今日から王妃陛下とお勉強が始まるため、午前中は掃除をすることにした。離宮は2階建てで、タージ・マハルのような可愛らしい外観。あれはお墓だけど…ここも私のお墓になるってことなのかな…。そうならないように勉強頑張らないと。何で利益を上げるべきか見当もつかないからこそ、どんな小さなことも見逃さないように貪欲に取り組もう。

心の中で拳を突き上げ決意を新たにしていると、後ろからギュッと抱き付かれた。

「おはようございます、フィー。よく眠れました」

「良かったですね、ギデオンさん。お役に立てて何よりです」

モフモフのペットを可愛がる飼い主の気持ちなのだろう。私は残念ながらモフモフではなく、ギデオンさんの言うところの駄豚だが。変態ドS悪魔には可愛いペットに見えるのかもしれない。この贅肉だらけのカラダを抱き締めて「気持ちいい」発言をする変態だからね。
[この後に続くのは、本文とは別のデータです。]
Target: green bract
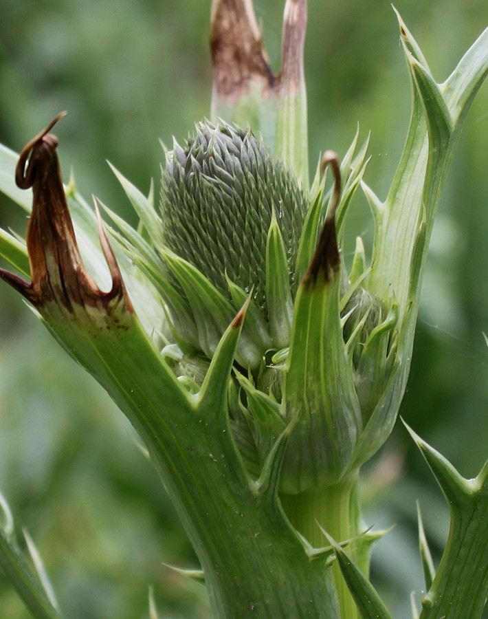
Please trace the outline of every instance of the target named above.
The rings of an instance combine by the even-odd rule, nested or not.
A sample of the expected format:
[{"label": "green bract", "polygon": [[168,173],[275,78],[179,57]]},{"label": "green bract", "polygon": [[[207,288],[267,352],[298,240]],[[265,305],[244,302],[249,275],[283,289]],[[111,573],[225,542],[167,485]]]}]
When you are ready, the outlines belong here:
[{"label": "green bract", "polygon": [[[389,616],[367,578],[375,536],[362,532],[359,470],[397,415],[436,204],[488,72],[485,31],[436,83],[400,20],[412,112],[386,198],[363,180],[367,144],[358,147],[357,135],[340,163],[326,152],[309,189],[306,9],[304,0],[286,3],[283,66],[274,75],[250,2],[215,0],[212,109],[227,122],[198,124],[166,153],[160,208],[115,171],[140,219],[135,230],[103,207],[117,254],[98,213],[63,188],[49,133],[59,117],[18,161],[0,149],[2,189],[27,209],[30,195],[19,188],[32,190],[26,243],[0,232],[0,255],[31,281],[3,269],[0,277],[134,425],[221,619],[357,619],[357,607],[362,617]],[[358,190],[371,207],[375,242],[369,261],[358,239],[349,267],[340,248]],[[108,291],[82,254],[94,272],[108,265]],[[415,439],[452,508],[436,573],[423,543],[429,592],[421,618],[456,608],[478,619],[488,583],[488,467],[464,479]],[[2,510],[0,565],[30,607],[57,617]]]}]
「フィーを抱っこして眠れたのもそうですが、昨夜フィーが約束してくれたのが嬉しくて」

私の贅肉で盛り上がった腹に手を回し、髪の毛にチュッ、チュッと口づけるギデオンさんがかなりウザイ。この人ほんとに距離感ゼロだな。ペットと全力で触れあいたい人種なのね、きっと。

「昨夜の約束ってなんですか?何かしましたっけ」

とたんに、グルッとすごい力で向きを変えられた。勢いが付きすぎて一回転半した後、ギデオンさんの正面でピタッと止められる。

「…フィー?」

「ひいっ」

地の底から響く悪魔の声が恐ろしく、意識せずに悲鳴がもれる。

私を正面から見据える悪魔の瞳は、怒りで爛々と光っていた。

「…まさか。また、忘れてしまったのですか?いくらバカでも、そんなことありませんよね?」

「ね?」という言葉と共にギデオンさんの指がギリギリと両肩に食い込む。痛い…!

「ギデオンさん、いつ!?昨日のいつ、何を約束したのかな、私!?覚えてないんだけど!」

「…覚えてない?」

小さく呟いたギデオンさんの指から力が抜け、ようやく解放される。

そのまま私をじっと見たギデオンさんはニコリとした。

「覚えてなくてもいいです。わたくしが覚えていますし、フィーは、いいと言ったんですから」

ニコニコする悪魔が怖い。私、何を約束しちゃったの?

「ギデオンさん、あの、約束した内容を、」

「ダメです。覚えていないフィーが悪いんですから。教えてあげません。でも、約束は守ってもらいますよ。フィーはいいと言いました」

いいと言いました、って言われても、

「内容わからなくちゃ、守りようがないじゃないですか!教えてください、お願いします!」

「ダメです」

「だって、そしたらギデオンさんの都合のいいように中身を変えられても、私には反抗しようがないじゃないですか…っ!」

そのとたん、悪魔の瞳が冷たく細められた。

「バカですぐになんでも忘れてしまうフィーのために、もう一度言ってあげますね。わたくしは、フィーに嘘をついたりごまかしたりしません。もし、そうなってしまったとしたら、それはわたくしの意志ではなく、外部からの圧力による不可抗力です。昨夜の約束の内容も、わたくしが勝手に変更したりしません。…フィーに、お願いして、せっかくいいと返事をもらったのに。中身を変えたりしませんよ」

最後の方はまたニコニコしながら呟く悪魔…ああ!時間を巻き戻して、誰かぁ!

現実に、悪魔と契約してしまうとは…愚かな自分にため息しか出なかった。

朝食の後、踏み台と共に庭に出て生え放題の雑草を抜く。範囲を決めてやらないとやりすぎて筋肉痛になり明日はできない、なんてことに成りかねない。少しずつ、コツコツやる。それが前回のダイエット&掃除に取り組んだ半年で身に付いたことだ。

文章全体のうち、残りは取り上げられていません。